Meloni resta prima, ma la destra perde pezzi
Fratelli d’Italia resta saldamente il primo partito, ma scende al 28,5%, perdendo lo 0,3% rispetto alla settimana precedente. La Lega arretra al 6%, mentre Forza Italia sale appena al 7,6%. Dentro questo quadro, il dato più politico è quello di Roberto Vannacci: Futuro Nazionale cresce dello 0,2% e arriva al 4,1%. È un segnale che pesa soprattutto sul centrodestra.

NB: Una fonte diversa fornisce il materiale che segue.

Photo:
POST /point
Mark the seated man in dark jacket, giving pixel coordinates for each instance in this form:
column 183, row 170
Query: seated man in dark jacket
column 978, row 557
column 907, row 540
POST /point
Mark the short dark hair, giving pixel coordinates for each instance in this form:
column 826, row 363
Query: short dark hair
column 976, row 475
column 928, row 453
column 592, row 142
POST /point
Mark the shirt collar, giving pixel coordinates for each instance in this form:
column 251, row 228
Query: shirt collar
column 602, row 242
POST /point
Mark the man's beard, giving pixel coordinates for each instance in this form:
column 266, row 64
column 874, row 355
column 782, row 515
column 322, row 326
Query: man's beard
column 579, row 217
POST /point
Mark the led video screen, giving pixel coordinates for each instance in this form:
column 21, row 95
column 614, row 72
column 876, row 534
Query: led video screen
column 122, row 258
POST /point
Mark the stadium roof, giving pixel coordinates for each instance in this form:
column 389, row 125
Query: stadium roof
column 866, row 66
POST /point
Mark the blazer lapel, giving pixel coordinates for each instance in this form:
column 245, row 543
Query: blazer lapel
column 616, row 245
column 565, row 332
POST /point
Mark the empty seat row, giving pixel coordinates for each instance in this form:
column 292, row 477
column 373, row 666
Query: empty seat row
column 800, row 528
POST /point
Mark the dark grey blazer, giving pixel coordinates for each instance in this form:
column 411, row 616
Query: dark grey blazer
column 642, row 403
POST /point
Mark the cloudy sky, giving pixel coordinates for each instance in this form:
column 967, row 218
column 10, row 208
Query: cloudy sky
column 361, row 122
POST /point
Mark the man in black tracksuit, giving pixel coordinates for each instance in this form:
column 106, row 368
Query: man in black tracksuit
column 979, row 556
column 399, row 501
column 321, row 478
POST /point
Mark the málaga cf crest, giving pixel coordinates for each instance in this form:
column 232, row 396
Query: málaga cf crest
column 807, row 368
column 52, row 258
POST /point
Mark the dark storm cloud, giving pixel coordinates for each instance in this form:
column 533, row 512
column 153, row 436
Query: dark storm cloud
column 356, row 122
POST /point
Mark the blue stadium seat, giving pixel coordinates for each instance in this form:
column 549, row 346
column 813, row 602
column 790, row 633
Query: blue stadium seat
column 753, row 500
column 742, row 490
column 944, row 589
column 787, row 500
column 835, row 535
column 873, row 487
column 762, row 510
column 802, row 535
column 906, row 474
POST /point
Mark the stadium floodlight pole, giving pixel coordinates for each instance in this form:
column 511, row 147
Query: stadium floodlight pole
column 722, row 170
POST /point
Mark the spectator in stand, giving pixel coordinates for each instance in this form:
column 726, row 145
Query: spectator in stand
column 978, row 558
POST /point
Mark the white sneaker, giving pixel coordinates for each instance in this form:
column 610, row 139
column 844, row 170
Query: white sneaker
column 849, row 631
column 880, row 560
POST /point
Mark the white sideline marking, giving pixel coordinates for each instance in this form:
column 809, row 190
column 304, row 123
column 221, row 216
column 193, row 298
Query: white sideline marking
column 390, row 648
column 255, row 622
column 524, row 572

Vannacci punge la coalizione
Il punto non è solo numerico. Vannacci parla a un elettorato identitario, insofferente verso mediazioni e rinvii. È una fascia di voti che guarda naturalmente a destra, ma che oggi può scegliere una strada autonoma. Per Giorgia Meloni e Matteo Salvini il problema è evidente (per quest’ultimo in modo particolare, dopo il rumoroso addio al carroccio della deputata Laura Ravetto). Se Futuro Nazionale continua a crescere, il centrodestra dovrà decidere se inseguirlo, contenerlo o trattarlo come un alleato potenziale.
Il 4 giugno la prova dell’Eur
Il passaggio romano rende il quadro ancora più interessante. Vannacci è atteso a Roma il prossimo 4 giugno, al Salone delle Fontane dell’Eur, in un appuntamento che cade mentre il centrodestra capitolino non ha ancora sciolto il nodo del candidato da opporre a Roberto Gualtieri nel 2027. L’evento diventa così un messaggio politico: chi si muove per primo occupa spazio.
Calenda condiziona il campo largo
Sul fronte opposto, Carlo Calenda non sfonda, ma resta in partita. Azione è al 3,5%: un dato che può sembrare contenuto, ma che in uno scenario di alleanze fragili diventa pesante. Il centrosinistra, già diviso tra Pd, Movimento 5 Stelle e presunto Campo Largo, Avs e area riformista, non può ignorare quei voti. Calenda può non vincere da solo, ma può rendere più difficile vincere senza di lui.
Il messaggio dei sondaggi
Il Pd sale al 22,2%, il Movimento 5 Stelle cresce al 12,5%, mentre Verdi e Sinistra calano leggermente al 6,7%. La fotografia è chiara: i poli maggiori restano in piedi, ma non sono autosufficienti. A destra Vannacci erode consenso e mette pressione sulla Lega e FI. A sinistra Calenda tiene aperta la questione del centro riformista. Due leader diversi, un effetto comune: far pesare voti che nessuno può permettersi di sottovalutare.